Он как бы еще не вспомнил, – что будет, что ему нужно сделать, но уже предощущал: стоял, в убедительно обтекаемом пальто (сшитом, воображалось, из намоченных цветовых пятен, с перламутровыми пуговицами и достоверно в каждой из них воссозданной гладкой впадинкой, повторяющей очертания подушечки большого пальца), припорошенный белоснежным блеском, а на бесцветном лице гримаса нетерпения, которую Владислав Витальевич пытался утаить, вращая головой и притворяясь, будто ищет: куда повесить снятую одежду, куда девать лицо, похожее на расшнурованную и повешенную на гвоздик пару футбольных бутс, куда повесить руки, ноги, куда сложить свой торс.

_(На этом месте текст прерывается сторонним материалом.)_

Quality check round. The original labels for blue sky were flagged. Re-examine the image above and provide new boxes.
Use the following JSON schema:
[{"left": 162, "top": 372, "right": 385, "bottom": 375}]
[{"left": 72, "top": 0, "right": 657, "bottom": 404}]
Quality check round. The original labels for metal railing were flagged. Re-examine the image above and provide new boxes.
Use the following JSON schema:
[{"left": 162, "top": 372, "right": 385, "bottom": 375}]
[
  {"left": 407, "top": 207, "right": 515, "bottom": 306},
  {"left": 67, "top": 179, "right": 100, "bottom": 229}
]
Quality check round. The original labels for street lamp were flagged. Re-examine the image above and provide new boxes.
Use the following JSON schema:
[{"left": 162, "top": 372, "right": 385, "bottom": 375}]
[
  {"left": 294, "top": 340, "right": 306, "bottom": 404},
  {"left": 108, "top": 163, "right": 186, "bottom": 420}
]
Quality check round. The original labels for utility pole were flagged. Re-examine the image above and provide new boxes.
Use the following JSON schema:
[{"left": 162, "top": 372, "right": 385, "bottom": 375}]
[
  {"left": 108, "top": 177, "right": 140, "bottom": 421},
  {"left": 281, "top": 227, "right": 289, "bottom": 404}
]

Слегка опешившая тетка ему помогала. Они оба (одинокие, ищущие чего-то, всеми забытые) не сразу сообразили, что единственным источником света было отверстие глазка, просверливавшее затылок Владиславу, – чьи мысли, высвобожденные кровоизлиянием и пустившиеся в развратный хоровод кровосмесительного секса, создавали в его перевернувшемся нутре, в его позорном воображении ацетоновую трещину инсценированного инцеста, проходящую вдоль его напрягшегося тела: от застежки-молнии на ширинке до неровного пробора.

Но нет, нет и еще раз нет. Главное для Владислава: не жизнь, не секс, не тепло взаимосогревающих душ, не очередной самообман, не сомнительная связь с неурожайной старухой, которой нечего ему предложить, кроме пресной, повсюду водящейся заурядной плоти и общеупотребительного жира, скопившегося на ее престарелых ляжках и замусоленных чужими руками ягодицах.